— Oh ! ne vous éloignez pas, Mademoiselle, reprit vivement Béniowski ; laissez-moi vous dire quelques strophes de ce chant que votre présence me rappelle. Je me sens mieux ; ma fièvre se calme ; mon sang est rafraîchi par les touchants souvenirs que votre présence éveille en moi.
— Je vous écoute, monsieur le comte, murmura Salomée en rougissant.
Béniowski, avec un accent tour à tour énergique et tendre, déclama aussitôt :
« Quel démon a mis le glaive des combats dans la main de Wenceslas ? – Quel démon a mis, dans son âme, les fureurs de la haine et des massacres ? dans sa bouche, les malédictions et les menaces de mort ?
« Haïr, c’est souffrir !…
« Wenceslas souffre comme un damné dans l’enfer.
« – Oublie et pardonne ! – lui disait la voix de l’ange.
« Mais Wenceslas est sourd. Il ne veut rien oublier, il a soif de vengeance.
« Voyez ! il revêt son armure, couverte par son manteau rouge de sang :
« – À mes ennemis, haine ! guerre et malheur !
« Malheur sur lui-même, haïr c’est souffrir !

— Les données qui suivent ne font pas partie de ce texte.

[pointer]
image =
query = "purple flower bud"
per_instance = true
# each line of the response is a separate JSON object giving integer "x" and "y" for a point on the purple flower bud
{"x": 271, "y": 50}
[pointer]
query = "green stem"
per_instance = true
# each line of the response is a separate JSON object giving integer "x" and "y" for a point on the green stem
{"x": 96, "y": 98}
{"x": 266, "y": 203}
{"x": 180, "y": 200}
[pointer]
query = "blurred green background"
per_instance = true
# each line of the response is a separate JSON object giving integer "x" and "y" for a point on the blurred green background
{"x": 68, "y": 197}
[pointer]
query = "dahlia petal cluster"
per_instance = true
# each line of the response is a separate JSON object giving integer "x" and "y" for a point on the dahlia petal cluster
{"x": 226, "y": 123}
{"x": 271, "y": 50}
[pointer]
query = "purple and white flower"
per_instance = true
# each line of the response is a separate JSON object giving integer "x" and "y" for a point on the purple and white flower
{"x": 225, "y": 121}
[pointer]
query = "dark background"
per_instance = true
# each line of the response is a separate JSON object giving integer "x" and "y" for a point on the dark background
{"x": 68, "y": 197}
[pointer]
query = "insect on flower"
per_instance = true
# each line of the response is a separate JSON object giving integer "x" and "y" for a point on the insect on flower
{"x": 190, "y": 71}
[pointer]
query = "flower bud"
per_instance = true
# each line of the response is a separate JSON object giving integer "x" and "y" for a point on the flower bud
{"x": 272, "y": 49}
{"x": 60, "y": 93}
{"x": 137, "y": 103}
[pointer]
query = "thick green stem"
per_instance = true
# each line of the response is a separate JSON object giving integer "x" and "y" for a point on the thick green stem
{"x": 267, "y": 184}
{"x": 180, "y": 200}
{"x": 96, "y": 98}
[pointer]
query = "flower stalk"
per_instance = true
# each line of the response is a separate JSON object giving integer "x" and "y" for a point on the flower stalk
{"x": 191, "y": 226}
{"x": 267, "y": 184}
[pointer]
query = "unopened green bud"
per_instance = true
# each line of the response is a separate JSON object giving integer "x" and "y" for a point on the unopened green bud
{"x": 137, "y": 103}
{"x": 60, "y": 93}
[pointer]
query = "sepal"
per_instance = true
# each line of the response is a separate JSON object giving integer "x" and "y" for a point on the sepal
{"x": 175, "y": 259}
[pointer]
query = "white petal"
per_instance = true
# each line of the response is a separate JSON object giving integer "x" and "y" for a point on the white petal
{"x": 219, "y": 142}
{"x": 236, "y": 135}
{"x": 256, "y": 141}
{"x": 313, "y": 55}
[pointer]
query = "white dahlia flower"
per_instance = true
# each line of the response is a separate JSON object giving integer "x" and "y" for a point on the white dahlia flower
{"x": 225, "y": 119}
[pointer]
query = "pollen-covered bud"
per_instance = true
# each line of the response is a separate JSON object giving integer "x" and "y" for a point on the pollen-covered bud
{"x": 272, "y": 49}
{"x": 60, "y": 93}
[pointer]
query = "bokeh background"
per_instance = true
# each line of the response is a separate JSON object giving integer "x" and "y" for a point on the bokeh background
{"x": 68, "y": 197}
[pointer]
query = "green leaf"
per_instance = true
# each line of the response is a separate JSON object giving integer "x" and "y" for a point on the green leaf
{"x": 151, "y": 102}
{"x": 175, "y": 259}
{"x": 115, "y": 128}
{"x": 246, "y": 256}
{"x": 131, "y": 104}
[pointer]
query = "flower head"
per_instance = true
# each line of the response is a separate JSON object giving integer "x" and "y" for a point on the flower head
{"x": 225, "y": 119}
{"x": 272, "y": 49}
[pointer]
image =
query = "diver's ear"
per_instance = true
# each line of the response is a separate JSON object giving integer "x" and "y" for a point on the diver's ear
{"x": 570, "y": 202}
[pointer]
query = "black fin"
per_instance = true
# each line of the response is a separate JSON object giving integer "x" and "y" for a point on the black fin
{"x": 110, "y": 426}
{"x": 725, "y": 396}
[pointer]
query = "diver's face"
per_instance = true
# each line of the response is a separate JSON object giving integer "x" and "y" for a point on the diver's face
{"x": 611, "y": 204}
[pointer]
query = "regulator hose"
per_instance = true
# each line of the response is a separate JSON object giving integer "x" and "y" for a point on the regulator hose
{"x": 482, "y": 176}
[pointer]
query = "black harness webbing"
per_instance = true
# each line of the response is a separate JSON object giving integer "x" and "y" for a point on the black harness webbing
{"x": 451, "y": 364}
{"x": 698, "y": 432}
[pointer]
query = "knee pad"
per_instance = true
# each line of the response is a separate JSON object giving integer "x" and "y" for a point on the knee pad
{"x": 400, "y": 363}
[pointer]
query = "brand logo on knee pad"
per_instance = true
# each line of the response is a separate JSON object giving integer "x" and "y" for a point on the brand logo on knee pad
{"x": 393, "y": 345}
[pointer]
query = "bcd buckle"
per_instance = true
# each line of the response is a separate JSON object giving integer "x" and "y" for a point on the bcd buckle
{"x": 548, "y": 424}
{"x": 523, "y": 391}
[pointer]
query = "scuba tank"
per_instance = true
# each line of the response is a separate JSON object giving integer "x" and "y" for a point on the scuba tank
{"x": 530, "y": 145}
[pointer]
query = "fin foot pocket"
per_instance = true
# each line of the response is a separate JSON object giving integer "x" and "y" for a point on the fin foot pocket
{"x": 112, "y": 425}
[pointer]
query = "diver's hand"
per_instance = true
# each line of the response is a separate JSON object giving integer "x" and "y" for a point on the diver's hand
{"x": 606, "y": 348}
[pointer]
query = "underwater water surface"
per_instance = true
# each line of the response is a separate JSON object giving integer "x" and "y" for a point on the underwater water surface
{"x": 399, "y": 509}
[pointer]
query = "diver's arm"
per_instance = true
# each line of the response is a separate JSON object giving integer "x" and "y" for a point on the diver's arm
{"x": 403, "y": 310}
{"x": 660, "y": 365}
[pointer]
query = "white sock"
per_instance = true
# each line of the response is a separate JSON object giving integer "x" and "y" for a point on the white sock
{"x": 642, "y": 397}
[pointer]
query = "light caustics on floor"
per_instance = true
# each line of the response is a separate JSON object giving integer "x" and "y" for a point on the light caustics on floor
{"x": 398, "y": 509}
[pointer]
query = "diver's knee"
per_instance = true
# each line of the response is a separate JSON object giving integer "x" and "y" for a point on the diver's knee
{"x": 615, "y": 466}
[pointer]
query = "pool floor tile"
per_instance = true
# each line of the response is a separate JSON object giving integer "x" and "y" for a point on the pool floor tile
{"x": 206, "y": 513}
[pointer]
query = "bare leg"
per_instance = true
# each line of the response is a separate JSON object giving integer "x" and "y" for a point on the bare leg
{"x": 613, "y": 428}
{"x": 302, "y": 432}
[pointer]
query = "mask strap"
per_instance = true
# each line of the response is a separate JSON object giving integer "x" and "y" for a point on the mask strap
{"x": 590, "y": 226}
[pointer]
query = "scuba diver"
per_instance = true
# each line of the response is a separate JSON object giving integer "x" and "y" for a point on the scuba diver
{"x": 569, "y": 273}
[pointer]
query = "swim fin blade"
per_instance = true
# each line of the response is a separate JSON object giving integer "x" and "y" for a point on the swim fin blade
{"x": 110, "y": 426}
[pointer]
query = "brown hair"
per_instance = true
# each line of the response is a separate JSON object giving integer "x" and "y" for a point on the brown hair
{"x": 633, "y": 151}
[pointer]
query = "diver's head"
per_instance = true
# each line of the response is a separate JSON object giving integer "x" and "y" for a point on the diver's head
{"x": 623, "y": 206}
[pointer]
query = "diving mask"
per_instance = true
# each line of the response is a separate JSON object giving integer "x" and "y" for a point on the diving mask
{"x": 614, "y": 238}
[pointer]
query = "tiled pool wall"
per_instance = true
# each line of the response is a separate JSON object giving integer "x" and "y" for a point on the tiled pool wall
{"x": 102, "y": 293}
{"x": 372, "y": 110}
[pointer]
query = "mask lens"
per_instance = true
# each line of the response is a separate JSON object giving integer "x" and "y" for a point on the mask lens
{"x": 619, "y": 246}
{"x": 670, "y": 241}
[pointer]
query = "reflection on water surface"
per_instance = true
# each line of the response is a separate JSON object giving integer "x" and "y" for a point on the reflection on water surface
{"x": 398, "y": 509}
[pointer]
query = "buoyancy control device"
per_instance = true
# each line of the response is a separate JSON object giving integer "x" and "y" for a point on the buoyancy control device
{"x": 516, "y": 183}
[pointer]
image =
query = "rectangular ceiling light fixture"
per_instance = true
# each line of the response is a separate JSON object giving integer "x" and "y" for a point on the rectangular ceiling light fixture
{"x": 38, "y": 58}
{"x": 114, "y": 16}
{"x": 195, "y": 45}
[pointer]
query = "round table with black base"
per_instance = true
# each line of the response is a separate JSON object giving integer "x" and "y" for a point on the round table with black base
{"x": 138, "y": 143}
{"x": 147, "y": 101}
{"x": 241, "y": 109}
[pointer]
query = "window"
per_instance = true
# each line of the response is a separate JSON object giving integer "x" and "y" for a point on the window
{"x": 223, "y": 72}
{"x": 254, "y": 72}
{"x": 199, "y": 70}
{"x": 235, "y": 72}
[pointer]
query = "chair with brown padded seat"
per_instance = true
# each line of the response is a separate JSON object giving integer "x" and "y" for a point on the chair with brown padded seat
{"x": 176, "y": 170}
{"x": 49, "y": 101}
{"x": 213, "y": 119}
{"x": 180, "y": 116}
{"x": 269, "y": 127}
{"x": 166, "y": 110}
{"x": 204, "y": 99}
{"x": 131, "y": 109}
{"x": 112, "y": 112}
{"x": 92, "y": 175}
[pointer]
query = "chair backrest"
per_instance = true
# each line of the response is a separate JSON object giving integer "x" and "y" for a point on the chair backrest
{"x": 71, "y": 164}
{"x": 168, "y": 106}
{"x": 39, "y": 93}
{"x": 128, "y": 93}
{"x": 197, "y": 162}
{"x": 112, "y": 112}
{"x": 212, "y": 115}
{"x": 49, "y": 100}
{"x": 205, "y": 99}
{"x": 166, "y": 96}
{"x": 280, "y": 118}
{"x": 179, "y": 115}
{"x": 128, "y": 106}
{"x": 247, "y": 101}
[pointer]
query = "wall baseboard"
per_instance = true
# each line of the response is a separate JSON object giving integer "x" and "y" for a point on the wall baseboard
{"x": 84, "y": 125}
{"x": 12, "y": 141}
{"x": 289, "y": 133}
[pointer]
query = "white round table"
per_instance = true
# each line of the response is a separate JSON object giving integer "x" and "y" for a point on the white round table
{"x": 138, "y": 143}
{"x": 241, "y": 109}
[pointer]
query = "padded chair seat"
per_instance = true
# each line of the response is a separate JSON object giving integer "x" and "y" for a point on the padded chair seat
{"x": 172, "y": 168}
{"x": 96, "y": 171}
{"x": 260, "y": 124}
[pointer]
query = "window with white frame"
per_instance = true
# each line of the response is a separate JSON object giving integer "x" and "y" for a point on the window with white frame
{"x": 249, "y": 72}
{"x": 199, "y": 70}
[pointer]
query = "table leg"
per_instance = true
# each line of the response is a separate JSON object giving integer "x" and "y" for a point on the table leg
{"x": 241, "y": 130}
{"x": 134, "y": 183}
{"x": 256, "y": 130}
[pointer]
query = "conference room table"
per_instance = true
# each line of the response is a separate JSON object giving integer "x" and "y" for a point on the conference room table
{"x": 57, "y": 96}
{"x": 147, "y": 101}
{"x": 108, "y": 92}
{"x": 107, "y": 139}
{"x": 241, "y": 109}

« Et l’ange du pardon s’éloignait en pleurant :
« – Dans ce cœur rempli par la haine, il n’y a plus de place pour l’amour ! »
« Quel ange a mis la palme de paix dans la main d’Hedwige ? Quel ange a mis, dans son âme, le don de la tendresse et des consolations ? dans sa bouche les bénédictions et les paroles de vie ?
« Aimer, c’est jouir du bonheur !
« Hedwige est heureuse comme une sainte dans le ciel.